Ab initio calculations with a nonspherical Gaussian basis set: Excited states of the hydrogen molecule

Abstract

A basis set of generalized nonspherical Gaussian functions (GGTOs) is presented and discussed. As a first example we report on Born-Oppenheimer energies of the hydrogen molecule. Although accurate results have been obtained, we conclude that H_2 is too 'simple' to allow for a substantial gain by using nonspherical functions. We rather expect that these functions may be particularly useful in calculations on large systems. A single basis set of GGTOs was used to simultaneously calculate the potential energy curves of several states within each subspace of {1,3}\Sigma_{g,u} symmetry. We hereby considerd the entire region of internuclear distances 0.8 < R < 1000 a.u.
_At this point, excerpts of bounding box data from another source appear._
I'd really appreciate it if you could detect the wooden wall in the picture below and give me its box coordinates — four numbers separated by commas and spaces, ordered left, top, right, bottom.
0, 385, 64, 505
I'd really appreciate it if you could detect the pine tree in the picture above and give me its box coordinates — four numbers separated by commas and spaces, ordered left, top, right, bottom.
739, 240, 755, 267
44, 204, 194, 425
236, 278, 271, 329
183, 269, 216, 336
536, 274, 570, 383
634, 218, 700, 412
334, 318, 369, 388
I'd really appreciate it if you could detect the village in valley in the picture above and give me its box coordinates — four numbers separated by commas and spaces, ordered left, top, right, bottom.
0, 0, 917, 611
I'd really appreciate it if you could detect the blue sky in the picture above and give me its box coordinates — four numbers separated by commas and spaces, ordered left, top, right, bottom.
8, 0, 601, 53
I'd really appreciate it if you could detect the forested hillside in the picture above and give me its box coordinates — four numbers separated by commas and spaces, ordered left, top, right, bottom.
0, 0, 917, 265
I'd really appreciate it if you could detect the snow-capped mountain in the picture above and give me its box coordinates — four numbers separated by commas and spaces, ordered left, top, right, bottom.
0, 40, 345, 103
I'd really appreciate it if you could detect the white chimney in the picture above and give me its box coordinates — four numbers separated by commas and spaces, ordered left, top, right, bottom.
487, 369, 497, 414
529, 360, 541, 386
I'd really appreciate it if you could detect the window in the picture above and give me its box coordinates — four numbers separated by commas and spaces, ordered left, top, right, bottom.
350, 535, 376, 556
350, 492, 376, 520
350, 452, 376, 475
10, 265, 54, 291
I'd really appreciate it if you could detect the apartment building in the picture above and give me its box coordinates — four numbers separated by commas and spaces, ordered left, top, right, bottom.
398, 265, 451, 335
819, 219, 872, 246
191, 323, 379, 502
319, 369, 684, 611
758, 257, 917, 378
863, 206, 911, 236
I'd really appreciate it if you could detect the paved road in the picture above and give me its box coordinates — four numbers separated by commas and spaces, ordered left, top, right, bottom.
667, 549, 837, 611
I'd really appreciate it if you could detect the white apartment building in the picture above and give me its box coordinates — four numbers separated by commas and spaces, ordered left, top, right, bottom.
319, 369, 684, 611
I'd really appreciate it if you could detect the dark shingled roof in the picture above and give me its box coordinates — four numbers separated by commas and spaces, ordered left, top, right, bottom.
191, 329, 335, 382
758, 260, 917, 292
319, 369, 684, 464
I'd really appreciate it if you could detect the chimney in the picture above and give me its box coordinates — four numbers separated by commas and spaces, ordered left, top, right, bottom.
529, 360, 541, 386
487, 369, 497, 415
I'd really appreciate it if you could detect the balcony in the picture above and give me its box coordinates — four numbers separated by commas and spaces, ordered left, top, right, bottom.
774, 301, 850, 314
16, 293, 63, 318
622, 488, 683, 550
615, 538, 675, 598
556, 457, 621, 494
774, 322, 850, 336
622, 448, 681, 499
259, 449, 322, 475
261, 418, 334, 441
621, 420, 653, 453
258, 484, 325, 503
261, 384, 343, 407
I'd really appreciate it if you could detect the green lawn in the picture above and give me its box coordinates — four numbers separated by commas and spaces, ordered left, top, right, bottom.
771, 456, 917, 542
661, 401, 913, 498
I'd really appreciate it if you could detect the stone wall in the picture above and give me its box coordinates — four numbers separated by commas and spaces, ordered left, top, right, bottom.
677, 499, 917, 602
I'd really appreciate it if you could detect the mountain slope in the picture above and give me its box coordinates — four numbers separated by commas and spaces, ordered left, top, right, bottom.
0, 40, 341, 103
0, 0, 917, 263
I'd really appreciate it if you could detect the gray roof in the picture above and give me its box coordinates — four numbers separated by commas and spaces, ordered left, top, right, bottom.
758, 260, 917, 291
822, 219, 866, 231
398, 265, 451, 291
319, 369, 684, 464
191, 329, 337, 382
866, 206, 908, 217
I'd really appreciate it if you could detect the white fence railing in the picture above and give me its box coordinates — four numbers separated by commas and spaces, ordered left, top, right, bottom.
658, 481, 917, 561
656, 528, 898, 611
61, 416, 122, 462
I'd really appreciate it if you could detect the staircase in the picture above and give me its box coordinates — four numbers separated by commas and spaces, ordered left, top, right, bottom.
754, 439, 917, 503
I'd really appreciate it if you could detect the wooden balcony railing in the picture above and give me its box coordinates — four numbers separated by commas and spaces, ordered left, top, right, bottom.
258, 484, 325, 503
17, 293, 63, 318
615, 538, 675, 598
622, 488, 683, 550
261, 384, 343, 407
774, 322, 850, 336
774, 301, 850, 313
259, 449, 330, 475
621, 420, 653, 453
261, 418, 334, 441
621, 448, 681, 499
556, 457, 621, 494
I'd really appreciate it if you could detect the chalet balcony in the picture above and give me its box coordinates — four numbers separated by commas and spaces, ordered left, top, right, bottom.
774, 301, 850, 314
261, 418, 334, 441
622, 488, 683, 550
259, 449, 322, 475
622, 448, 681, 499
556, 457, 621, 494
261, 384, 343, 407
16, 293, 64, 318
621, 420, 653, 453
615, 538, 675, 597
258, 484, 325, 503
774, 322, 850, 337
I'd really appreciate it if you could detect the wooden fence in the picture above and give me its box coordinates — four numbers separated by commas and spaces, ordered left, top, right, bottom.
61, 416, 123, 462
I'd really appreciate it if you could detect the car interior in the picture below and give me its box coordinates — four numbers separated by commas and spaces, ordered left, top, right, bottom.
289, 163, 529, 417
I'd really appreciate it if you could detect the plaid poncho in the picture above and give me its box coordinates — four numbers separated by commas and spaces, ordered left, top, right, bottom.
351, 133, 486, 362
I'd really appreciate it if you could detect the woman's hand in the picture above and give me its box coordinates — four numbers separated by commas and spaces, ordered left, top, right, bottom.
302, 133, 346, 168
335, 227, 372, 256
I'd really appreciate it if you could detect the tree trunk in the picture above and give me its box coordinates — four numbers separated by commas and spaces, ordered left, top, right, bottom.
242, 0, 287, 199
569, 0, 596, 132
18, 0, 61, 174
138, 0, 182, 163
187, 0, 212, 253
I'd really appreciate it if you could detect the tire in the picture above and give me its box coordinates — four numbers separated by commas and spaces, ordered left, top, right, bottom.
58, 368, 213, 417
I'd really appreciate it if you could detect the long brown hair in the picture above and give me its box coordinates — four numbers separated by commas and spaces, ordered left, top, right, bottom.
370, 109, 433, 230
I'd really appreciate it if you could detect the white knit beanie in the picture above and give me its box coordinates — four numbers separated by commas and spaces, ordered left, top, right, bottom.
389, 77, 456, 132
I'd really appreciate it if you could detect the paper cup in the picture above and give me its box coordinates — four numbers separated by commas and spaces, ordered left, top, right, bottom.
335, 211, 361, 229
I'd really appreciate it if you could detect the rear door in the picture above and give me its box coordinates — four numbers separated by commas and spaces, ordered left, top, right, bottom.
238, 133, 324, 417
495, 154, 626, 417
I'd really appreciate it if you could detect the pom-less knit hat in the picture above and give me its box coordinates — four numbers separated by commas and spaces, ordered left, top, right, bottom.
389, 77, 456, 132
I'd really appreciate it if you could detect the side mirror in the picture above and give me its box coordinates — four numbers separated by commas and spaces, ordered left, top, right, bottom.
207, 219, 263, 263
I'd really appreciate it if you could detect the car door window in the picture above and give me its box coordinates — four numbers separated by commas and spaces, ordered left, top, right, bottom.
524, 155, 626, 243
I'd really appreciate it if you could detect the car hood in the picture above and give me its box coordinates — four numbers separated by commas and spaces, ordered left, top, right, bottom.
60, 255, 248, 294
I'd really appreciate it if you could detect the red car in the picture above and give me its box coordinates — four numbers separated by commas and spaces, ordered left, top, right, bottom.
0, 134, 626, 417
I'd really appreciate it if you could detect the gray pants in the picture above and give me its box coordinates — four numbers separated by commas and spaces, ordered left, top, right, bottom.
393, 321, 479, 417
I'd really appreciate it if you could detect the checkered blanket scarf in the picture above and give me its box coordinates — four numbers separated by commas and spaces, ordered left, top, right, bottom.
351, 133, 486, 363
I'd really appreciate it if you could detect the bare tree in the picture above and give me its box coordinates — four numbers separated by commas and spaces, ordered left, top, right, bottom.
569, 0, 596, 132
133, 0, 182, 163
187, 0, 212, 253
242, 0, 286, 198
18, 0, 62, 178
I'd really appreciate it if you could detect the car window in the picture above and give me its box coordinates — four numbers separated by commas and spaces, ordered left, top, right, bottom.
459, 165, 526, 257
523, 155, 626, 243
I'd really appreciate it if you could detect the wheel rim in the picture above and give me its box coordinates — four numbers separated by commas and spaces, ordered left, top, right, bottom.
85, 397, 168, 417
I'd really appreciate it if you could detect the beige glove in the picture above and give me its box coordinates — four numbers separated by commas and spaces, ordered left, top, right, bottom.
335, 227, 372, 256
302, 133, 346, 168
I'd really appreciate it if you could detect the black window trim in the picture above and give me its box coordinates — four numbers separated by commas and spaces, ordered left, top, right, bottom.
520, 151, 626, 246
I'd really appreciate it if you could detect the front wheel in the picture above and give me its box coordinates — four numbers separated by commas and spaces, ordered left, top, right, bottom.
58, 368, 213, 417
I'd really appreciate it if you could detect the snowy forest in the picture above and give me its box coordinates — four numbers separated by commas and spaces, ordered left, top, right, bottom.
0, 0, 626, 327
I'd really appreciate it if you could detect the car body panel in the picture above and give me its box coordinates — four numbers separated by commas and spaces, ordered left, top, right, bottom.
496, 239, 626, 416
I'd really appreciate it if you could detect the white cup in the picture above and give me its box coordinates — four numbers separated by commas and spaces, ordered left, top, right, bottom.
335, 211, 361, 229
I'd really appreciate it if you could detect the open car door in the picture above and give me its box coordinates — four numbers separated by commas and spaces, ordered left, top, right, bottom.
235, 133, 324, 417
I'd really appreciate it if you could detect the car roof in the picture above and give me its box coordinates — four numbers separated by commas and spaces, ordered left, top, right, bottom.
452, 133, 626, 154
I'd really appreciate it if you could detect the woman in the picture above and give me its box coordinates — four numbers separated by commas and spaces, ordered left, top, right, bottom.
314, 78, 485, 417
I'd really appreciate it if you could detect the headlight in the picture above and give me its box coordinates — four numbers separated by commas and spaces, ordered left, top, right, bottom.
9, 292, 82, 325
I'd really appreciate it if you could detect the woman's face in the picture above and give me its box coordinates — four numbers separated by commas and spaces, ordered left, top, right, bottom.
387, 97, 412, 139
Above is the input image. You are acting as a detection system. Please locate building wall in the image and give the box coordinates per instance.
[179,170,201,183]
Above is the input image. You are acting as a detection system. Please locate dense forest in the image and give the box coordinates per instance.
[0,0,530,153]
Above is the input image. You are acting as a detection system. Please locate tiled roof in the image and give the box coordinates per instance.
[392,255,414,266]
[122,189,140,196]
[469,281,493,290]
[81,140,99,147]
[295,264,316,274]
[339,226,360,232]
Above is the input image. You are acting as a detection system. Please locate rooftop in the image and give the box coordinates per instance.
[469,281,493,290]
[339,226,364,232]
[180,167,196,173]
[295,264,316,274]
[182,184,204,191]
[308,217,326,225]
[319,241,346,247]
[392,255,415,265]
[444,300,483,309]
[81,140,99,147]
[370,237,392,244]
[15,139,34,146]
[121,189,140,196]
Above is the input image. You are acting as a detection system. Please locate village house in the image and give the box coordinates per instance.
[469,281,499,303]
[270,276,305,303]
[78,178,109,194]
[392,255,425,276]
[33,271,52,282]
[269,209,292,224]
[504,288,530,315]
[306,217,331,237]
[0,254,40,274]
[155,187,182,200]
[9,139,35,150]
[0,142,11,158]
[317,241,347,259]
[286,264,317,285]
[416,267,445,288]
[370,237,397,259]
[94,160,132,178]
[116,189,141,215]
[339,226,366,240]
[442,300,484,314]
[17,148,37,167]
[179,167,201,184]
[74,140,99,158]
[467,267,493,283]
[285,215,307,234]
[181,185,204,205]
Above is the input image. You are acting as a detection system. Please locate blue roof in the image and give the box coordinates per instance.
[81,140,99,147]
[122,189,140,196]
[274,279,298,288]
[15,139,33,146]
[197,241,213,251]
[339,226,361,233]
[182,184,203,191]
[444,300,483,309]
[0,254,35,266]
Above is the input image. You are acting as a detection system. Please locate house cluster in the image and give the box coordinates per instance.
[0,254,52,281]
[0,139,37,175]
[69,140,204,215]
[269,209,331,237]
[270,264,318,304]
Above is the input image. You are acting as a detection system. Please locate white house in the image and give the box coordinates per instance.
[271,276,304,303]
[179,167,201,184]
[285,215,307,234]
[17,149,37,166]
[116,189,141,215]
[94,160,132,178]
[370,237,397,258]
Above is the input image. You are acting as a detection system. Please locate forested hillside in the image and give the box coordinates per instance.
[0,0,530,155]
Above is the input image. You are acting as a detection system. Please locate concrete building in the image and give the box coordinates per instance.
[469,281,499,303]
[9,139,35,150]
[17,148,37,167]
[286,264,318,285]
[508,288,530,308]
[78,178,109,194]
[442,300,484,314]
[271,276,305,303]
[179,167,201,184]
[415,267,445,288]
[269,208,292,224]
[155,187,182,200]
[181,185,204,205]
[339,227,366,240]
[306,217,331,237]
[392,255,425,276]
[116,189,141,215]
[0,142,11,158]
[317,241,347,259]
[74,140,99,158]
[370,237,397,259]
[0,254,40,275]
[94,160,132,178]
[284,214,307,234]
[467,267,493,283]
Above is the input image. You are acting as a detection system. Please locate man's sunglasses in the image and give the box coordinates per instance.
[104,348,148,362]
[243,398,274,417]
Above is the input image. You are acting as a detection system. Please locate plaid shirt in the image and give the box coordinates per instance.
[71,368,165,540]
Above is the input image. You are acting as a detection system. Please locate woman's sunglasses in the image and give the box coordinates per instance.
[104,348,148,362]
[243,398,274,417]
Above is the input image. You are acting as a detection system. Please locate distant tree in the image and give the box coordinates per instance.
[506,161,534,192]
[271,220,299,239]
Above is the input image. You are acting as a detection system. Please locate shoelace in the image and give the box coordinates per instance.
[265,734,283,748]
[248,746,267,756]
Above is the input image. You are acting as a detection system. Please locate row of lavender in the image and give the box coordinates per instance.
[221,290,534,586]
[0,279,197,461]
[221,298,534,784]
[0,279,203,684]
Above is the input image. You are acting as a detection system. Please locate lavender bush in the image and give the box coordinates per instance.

In particular the results for the fourth up to sixth electronic states show a high accuracy compared to calculations which invoke explicitely correlated functions, e.g. the relative accuracy is at least of the order of magnitude of 10^{-5}a.u. Energies for the 4 ^1\Sigma_u^+ and 4-6 ^3\Sigma_u^+ were improved and accurate data for the 6 ^3\Sigma_g^+, 5 ^1\Sigma_u^+, and 6 ^1\Sigma_u^+ state are, to the best of the authors knowledge, presented for the first time. Energy data for the seventh up to the nineth electronic state within each subspace were obtained with an estimated error of the order of magnitude of 10^{-4}a.u. The 7 ^1\Sigma_g^+ and the 6 ^1\Sigma_u^+ state were found to exhibit a very broad deep outer well at large internuclear distances.